Experiments were carried out to determine the effects of elevated atmospheric carbon dioxide (CO₂) on phenolic biosynthesis in four plant species growing over three generations for nine months in a model plant community. Results were compared to those obtained when the same species were grown individually in pots in the same soils and controlled environment. In the model herbaceous plant community, only two of the four species showed any increase in biomass under elevated CO₂, but this occurred only in the first generation for Spergula arvensis and in the second generation for Poa annua. Thus, the effects of CO₂ on plant biomass and carbon and nitrogen content were species‐ and generation‐specific. The activity of the principle phenolic biosynthetic enzyme, phenylalanine ammonia lyase (PAL), increased under elevated CO₂ in Senecio vulgaris only in Generation 1, but increased in three of the four plant species in Generation 2. There were no changes in the total phenolic content of the plants, except for P. annua in Generation 1. Lignin content decreased under elevated CO₂ in Cardamine hirsuta in Generation 1, but increased in Generation 2, whilst the lignin content of P. annua showed no change, decreased, then increased in response to elevated CO₂ over the three generations. When the species were grown alone in pots, elevated CO₂ increased PAL activity in plants grown in soil taken from the Ecotron community after nine months of plant growth, but not in plants grown in the soil used at the start of the experiment (‘initial' soil). In P. annua, phenolic biosynthesis decreased under elevated CO₂ in initial soil, and in both P. annua and S. vulgaris there was a significant interaction between effects of soil type and CO₂ level on PAL activity. In this study, plant chemical composition altered more in response to environmental factors such as soil type than in response to carbon supply. Results were species‐specific and changed markedly between generations.     

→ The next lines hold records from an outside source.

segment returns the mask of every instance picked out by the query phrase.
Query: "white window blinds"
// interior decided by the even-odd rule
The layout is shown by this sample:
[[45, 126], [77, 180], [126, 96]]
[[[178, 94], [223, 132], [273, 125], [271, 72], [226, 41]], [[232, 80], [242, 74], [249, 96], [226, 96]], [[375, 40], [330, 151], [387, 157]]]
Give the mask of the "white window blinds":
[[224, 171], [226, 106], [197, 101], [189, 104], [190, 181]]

Assessing the functional implications of soil biodiversity in ecosystems

Soil communities are among the most species-rich components of terrestrial ecosystems. A major challenge for soil ecologists is to formulate feasible research strategies that will preserve and capitalize on the biodiversity resources of the soil. This article considers the role of soil organism diversity by concentrating on: (i) the relationship between soil biodiversity and ecosystem function; (ii) what issues need to be explored; (iii) studies carried out in the Ecotron controlled environment facility; and (iv) how stable isotope techniques can improve our understanding of the relationship between soil biodiversity and ecosystem function. It is advocated that: (i) the objective of any soil biodiversity study should always be the generation of general concepts, rather than local, system-specific observations; and (ii) any empirical study can be properly interpreted only within a quantitative ecological framework.